Since 1995, I have been promoting the idea of a “Bootup Baseline”. The exercise is very straightforward, you power on a device and capture all the packets generated.
I want to take a moment to explain what we will not cover. As you look at the packets you will see several types of traffic:
- Unicast to the bootup device. This is what we want to focus on
- Broadcast or Multicast from other hosts. We will ignore these for the most part.
- Flooded traffic. These are unicast packets that are addressed to other hosts that are on your switch port. This is good to note and possibly take aside to determine why it is happening and of its ‘normal’.
The traffic gathered is there for only two reasons; either the host transmitted them, or the devices on the network sent them back to the booting host.

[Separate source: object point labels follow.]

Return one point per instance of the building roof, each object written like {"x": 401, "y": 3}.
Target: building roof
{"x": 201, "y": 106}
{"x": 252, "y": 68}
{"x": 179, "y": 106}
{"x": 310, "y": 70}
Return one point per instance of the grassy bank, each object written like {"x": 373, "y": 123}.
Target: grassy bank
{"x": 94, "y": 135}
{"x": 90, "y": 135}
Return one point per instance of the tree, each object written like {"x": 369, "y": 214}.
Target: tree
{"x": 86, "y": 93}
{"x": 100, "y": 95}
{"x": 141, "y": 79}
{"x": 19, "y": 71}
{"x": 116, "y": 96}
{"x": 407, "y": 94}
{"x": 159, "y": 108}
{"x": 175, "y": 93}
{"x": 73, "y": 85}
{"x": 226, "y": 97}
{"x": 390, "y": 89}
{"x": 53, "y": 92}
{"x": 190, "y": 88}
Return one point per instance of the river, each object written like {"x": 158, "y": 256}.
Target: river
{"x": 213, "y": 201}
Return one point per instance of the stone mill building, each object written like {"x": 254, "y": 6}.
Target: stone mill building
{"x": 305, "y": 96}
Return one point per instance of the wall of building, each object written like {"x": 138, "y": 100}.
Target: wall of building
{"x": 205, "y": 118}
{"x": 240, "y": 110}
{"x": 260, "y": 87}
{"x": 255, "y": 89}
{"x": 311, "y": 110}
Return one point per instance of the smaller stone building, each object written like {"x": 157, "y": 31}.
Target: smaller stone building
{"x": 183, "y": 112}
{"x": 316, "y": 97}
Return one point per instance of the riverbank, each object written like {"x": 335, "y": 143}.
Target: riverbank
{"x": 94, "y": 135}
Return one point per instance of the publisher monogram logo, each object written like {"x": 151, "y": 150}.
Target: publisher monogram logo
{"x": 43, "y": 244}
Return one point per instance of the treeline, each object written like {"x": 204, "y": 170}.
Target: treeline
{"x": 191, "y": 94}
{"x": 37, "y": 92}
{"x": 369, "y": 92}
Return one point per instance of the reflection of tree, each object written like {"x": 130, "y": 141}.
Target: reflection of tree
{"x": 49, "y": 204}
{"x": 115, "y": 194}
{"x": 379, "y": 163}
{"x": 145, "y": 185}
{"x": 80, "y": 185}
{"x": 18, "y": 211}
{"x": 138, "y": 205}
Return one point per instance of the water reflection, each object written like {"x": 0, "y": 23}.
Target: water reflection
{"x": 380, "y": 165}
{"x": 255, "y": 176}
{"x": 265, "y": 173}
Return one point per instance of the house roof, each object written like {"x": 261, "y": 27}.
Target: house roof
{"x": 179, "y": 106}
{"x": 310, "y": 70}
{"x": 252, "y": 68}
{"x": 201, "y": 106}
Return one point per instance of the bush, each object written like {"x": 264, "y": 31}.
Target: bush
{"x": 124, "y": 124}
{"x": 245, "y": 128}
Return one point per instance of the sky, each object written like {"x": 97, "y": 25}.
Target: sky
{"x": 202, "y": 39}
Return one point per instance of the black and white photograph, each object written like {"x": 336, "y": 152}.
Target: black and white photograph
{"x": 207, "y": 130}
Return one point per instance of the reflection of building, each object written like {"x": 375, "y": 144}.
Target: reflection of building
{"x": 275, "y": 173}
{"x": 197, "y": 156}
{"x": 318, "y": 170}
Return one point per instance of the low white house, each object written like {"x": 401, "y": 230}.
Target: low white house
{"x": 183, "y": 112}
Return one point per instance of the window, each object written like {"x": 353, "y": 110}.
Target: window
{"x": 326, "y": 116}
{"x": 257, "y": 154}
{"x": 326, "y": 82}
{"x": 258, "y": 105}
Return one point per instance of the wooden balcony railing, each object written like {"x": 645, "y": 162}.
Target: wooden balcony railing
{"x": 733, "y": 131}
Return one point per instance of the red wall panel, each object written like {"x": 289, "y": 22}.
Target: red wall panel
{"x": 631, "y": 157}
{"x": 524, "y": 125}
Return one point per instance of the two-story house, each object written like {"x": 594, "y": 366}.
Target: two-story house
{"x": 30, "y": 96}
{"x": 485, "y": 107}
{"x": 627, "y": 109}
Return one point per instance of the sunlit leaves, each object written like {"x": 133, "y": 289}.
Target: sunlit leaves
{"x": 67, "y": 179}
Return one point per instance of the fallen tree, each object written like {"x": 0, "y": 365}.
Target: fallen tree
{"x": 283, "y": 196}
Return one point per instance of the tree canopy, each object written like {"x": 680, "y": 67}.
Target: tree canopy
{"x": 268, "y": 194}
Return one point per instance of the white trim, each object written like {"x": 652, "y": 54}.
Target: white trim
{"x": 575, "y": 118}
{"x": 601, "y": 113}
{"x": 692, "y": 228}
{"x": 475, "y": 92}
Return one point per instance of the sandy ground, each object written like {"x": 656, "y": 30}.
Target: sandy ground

The most important step in this process is to document how you captured the data. There are many ways to capture packets from a booting device, but the most popular are:
- SPAN or port mirroring. Since we are not concerned with capturing errors or timings, this works well. The most convenient if you have proper access to the switch.
- In my opinion this is the best way but it requires you to be physically close to the device and you have to break the connection to that device.
- 10/100 Hub serves the same purpose as a TAP but no full duplex, fibre or 1 Gb support. We are only interested in the details of the traffic and not timings this works in a pinch. Ensure that the switch port connected to the hub is properly configured to support half duplex.